You can read the full paper HERE
Reminder: Survey of ‘Magic in the Classroom’ Resources
I also wanted to signal boost that we’re still looking to collect and showcase examples of how magic is/can be used in teaching and science communication. (Big thanks to all the folks who have already been in touch!)
More details HERE, along with some examples
‘Magic’ in the News: Amazon’s Mechanical Turk-ing of ‘Just Walk In’ Shopping
Last week, Amazon reportedly began rolling back their ‘Just Walk Out’ shopping system. The system had been marketed as a sort of super-self-checkout, where customers could scan their card at the door of store, collect items from shelves, and be automatically billed for whatever they left with, all without ever interacting with a cashier or even a self-checkout machine.

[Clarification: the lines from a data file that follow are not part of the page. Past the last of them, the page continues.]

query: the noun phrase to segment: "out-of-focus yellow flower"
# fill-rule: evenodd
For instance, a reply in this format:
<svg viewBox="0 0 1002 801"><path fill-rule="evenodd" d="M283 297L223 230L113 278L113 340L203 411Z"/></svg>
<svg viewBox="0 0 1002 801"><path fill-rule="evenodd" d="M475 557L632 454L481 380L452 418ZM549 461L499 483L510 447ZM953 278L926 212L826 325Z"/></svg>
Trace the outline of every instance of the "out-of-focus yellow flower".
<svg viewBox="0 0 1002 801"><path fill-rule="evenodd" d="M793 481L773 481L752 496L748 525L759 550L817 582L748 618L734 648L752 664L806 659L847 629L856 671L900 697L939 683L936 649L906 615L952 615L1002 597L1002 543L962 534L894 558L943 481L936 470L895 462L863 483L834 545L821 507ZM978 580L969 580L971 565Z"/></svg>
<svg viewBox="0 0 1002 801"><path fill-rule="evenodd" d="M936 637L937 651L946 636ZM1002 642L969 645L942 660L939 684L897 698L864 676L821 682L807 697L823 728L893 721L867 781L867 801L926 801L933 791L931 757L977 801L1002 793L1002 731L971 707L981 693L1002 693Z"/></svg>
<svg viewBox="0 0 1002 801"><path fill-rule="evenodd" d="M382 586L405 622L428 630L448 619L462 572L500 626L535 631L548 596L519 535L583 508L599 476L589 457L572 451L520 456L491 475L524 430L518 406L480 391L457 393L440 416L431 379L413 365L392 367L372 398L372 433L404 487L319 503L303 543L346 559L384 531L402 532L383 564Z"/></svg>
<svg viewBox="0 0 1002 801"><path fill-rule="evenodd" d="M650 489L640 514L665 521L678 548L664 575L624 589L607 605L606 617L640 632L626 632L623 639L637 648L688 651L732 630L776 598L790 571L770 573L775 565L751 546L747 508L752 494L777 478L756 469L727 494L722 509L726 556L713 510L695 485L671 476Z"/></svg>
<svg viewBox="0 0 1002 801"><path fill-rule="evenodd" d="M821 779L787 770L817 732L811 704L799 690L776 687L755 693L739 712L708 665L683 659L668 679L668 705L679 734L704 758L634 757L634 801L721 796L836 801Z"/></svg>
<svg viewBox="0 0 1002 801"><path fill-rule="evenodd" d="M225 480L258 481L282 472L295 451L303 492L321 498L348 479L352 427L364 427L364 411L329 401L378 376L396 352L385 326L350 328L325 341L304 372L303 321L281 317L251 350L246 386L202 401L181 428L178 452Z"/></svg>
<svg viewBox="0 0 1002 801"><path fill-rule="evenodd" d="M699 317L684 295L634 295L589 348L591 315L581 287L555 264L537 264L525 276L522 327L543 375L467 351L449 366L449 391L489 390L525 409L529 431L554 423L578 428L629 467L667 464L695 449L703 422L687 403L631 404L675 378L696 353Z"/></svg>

In past press releases, Amazon described the technology as “feeling like magic,” declaring: “The feat is a combination of computer vision, object recognition, advanced sensors, deep machine learning models, and generative AI—a type of artificial intelligence that has recently captured the public’s imagination.” The latest news of the program’s end has resulted in an increased scrutiny and some fresh attention to reporting by Theo Wayt of The Information, who had revealed last year that the seemingly automated technology actually relied on thousands of human workers in India who had to manually label video footage. As of mid-2022, 70% of ‘Just Walk Out’ purchases required direct human intervention to be accurately processed (Amazon disputed this characterization but did not provide any alternative numbers regarding the efficacy of the automation). It’s a fascinating story in that it exemplifies the cycles of sensationalist hype and counter-hype around current AI discourse. On one hand, ‘Just Walk Out’ seems to have involved some genuinely novel and advanced tech, but Amazon’s push to capitalize on it’s ‘magical’ nature, while dramatically downplaying the role of humans, has lead to a very public backlash with folks now declaring that whole premise of program is a complete hoax. Even if the tech worked as the marketing materials implied, it would have still have involved a massive human undertaking on the backend to engineer and train the system. Either way, it’s great media drama about the problems of dissociating effect from method in science/tech-related communications that pleasingly evokes past stories from magic history like the automaton chess player and Maskelyne’s Psycho.